I had a guy try to pick a fight with me once in a bar (actually, he did this twice, another time a few weeks later). As things were escalating, I told him, I don't believe in bar fights. He said, why not, what's wrong with a friendly bar fight? I said, because, you are just looking for a "friendly" fight, but one misplaced punch, or someone falls and hits their head, and you have just unintentionally murdered someone. Drunk, he looked at me and said, "Good point." It de-escalated from there.
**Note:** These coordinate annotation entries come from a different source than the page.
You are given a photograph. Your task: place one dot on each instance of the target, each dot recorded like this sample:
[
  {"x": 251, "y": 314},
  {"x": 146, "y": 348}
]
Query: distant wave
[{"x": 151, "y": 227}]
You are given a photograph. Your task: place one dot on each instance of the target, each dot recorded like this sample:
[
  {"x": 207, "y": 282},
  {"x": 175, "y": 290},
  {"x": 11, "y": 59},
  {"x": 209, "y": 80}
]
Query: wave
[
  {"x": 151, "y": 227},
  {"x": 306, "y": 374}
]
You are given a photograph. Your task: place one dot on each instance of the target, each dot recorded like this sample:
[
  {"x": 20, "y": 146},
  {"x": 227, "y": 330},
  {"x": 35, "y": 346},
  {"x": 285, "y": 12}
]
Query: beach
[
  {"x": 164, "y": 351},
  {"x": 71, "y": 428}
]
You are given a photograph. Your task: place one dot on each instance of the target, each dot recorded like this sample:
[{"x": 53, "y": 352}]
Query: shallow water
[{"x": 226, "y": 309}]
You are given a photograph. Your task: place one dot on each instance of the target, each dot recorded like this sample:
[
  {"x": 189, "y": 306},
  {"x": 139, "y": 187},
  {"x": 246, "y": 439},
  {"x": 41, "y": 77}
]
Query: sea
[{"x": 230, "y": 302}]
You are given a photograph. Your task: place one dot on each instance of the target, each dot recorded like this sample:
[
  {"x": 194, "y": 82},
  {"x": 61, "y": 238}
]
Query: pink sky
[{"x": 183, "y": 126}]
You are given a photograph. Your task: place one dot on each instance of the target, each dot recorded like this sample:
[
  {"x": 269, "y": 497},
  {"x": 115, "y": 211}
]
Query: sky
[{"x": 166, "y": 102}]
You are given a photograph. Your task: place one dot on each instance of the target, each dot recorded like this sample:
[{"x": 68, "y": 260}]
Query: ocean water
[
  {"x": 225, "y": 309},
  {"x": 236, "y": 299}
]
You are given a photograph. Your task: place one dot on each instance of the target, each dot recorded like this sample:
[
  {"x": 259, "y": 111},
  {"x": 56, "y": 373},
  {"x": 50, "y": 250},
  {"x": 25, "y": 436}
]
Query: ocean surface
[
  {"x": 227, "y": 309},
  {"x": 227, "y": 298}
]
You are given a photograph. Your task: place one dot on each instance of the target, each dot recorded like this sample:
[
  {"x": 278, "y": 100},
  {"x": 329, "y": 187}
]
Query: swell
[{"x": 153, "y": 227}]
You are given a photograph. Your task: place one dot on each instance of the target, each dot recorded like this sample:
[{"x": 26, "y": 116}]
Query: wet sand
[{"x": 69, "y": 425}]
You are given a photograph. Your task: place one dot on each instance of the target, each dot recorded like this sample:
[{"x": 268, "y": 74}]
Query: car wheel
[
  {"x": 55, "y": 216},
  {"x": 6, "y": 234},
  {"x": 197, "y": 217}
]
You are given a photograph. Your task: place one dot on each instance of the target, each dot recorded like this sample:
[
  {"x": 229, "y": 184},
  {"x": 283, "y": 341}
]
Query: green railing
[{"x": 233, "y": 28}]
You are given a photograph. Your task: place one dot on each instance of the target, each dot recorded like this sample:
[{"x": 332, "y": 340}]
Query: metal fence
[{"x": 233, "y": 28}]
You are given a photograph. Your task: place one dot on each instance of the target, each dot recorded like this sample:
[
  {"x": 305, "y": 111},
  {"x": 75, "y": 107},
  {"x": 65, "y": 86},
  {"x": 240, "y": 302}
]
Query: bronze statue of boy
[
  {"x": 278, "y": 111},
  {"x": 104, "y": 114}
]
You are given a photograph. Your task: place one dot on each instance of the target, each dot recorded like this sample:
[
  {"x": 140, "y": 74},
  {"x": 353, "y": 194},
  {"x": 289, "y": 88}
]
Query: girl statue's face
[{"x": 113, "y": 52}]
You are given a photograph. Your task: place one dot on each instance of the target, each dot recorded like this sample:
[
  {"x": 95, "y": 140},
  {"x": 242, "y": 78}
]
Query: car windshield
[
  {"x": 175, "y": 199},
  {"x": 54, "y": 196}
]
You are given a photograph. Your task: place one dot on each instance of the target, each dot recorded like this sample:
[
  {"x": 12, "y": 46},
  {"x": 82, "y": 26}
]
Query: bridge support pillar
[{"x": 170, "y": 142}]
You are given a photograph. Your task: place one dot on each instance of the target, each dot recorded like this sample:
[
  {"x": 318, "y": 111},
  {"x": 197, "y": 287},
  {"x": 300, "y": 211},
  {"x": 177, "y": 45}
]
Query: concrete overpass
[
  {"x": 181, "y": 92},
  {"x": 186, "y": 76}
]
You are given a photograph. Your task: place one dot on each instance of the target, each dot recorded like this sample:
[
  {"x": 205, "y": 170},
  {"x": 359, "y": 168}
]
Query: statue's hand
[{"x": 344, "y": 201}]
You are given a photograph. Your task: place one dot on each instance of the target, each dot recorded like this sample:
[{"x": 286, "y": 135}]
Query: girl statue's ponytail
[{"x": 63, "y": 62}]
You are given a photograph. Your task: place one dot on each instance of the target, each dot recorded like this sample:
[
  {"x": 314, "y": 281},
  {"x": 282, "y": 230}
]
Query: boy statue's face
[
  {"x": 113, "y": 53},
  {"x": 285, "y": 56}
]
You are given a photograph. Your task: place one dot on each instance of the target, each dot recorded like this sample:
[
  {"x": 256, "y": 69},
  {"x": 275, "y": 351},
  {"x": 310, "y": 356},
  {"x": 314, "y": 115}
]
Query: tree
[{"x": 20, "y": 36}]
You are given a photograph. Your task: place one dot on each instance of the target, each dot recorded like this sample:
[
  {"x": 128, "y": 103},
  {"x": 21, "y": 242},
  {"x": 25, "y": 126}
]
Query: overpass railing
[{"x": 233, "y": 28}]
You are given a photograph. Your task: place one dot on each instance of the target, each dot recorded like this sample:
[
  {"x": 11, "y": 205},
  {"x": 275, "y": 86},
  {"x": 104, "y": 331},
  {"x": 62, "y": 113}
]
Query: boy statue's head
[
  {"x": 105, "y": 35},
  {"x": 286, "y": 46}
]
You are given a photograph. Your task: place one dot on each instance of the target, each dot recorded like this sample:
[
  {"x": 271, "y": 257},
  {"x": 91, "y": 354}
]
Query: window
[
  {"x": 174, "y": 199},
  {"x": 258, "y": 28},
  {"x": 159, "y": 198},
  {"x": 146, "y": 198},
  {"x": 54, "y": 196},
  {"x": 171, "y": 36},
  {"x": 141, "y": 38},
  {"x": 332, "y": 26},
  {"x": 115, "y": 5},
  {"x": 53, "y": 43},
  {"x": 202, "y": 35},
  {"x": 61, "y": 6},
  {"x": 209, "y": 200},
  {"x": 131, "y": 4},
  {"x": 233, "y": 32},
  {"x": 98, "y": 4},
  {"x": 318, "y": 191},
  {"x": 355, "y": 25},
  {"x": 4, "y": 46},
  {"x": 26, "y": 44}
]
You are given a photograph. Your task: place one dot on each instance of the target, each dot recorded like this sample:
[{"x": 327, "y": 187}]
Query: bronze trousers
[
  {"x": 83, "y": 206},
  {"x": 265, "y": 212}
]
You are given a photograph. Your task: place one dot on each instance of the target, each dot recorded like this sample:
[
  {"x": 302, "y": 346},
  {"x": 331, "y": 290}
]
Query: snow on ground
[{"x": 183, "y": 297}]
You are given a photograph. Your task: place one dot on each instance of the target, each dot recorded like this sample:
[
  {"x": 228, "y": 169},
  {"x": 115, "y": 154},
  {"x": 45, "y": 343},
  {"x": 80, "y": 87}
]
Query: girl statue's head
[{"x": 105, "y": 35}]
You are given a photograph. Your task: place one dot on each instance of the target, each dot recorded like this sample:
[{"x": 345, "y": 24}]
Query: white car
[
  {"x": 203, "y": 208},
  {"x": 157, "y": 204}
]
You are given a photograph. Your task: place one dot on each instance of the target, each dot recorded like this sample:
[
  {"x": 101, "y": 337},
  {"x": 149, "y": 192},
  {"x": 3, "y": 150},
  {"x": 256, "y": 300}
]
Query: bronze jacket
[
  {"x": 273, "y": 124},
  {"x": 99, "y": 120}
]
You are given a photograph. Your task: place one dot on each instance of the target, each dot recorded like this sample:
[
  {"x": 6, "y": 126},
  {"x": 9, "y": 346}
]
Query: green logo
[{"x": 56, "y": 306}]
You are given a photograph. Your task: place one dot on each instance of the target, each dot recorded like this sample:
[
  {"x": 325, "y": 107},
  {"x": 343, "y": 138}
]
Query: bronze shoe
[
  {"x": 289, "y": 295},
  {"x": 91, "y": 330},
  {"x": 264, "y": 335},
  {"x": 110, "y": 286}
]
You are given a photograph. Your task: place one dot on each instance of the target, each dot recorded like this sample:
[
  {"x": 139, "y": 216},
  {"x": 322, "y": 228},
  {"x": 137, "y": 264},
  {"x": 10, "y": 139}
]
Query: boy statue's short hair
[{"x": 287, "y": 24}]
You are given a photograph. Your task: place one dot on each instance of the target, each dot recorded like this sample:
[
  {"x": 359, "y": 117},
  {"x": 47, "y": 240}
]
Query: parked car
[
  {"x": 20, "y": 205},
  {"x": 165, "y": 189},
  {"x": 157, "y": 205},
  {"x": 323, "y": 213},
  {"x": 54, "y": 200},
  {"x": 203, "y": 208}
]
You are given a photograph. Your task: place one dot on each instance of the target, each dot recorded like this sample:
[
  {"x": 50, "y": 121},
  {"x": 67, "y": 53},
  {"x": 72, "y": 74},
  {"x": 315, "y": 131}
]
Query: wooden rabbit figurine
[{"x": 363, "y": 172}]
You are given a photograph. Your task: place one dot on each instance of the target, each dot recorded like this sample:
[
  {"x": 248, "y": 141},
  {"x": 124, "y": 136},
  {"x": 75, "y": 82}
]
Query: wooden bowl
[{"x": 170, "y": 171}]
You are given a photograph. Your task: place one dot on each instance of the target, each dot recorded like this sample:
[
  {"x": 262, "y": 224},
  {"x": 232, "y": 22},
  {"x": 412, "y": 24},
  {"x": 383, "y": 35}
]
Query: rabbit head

Okay, fine, whatever. So when the show is over, I switch over to NBC's "Grimm" Show. Kind of like it. Not so much, ABC's "Once Upon A Time". I argued that with my gay friend, John. But then, he's on the fence with that one too. Whatever. We like "Grimm" better

I miss, the original
Star Gate" show, so don't listen to me. Jack, was just a funny guy.
I miss, "Firefly". Thank you Joss.You're a genius.
I miss, my ex (Oh, please, not that again).
I don't miss this Brandy (good stuff, thank you very much)
And what is this "Blue Dream" stuff?
Life is good.

Of course, my 19 year old daughter is living on the beach in Athens. Aw, life is good. For some of us, who don't have to show up at work on Monday. I missed out on that when I was 19, I went into the USAF at 20. She took a better route. Perhaps.

So did my son. Rock on dude. He just got acknowledgement of his skills at work. Moved to a different testing project. They're starting to realize just how smart he is. What a guy! A chip off the old block, I suppose. My Prof at the University said, "You are, of the existing Psychology students, in the top 1% of the top 1%." Nice compliment (that was to the both of us, the girlfriend, and myself).

And he was a brain. He went to Brown University. He was in a "Think Tank". When the students wanted to protest, they asked his team, what is the next step. They had charts all over the walls, worked it all out, then told the student leaders what they had to do. Take over the administration building, shut down the school. The rest is history. Brown was shut down because of him and his student team of thinkers.

I tried to tell all that to my son tonight on the phone, but he didn't quite get it.

He was playing pool in his girlfriend's basement. Was he dense? No, just was humble. That is part of our way. I am not stupid, but it took until I got to college to even have a concept of that. So in his not "getting that", he was being well rounded, I think. Not conceited. Conceited to me, is thinking you're great, but your not. Thinking you are, or not thinking you are, and being so, are well, different things, right? The difference between my son and I, in childhood, was that I was told frequently that I was stupid.

With my son, we always told him he was smart, he just didn't want to do the work, or do it the way he was instructed to do it. My ex, told me one day, she was tutoring him in math in his room, he was in life, fourth grade, she came out, frustrated with him. She said no matter what, he has to do things his own way. It was a very clear math problem, and I agreed with her, she was teaching him the way, THE way. He would find that out. But he had to invent his own way, stubborn, just stubborn. Strength in character I think. He would try all different kinds of ways of figuring it out and sometimes would decide, the way he was shown, was the way.

But he had to figure that out on his own. Smart. But, time consuming, and after all, we, our society, is all about, saving time, even if it's wrong. Taking the long, hard route, is the smarter way, it's just not temporally economical, is it? I suspect, he's way smarter than I am. We talk about physics, metaphysics, and so on like that, and I hold my own, but he inevitably loses me. But you don't have to understand it all, to be able to help someone like that to solve their own problems.

At my old job, I used to help the programmers. I had no idea how to program in the language they were using. But time and again, I was called into someone's cubicle to help the get unstuck. I could always find the roadblock in their code. So, you don't have to know everything, or more than someone, to help them. Keep that in mind, it's important. There'll be a test later....

Anyway....

Friday night. I need more of these each week.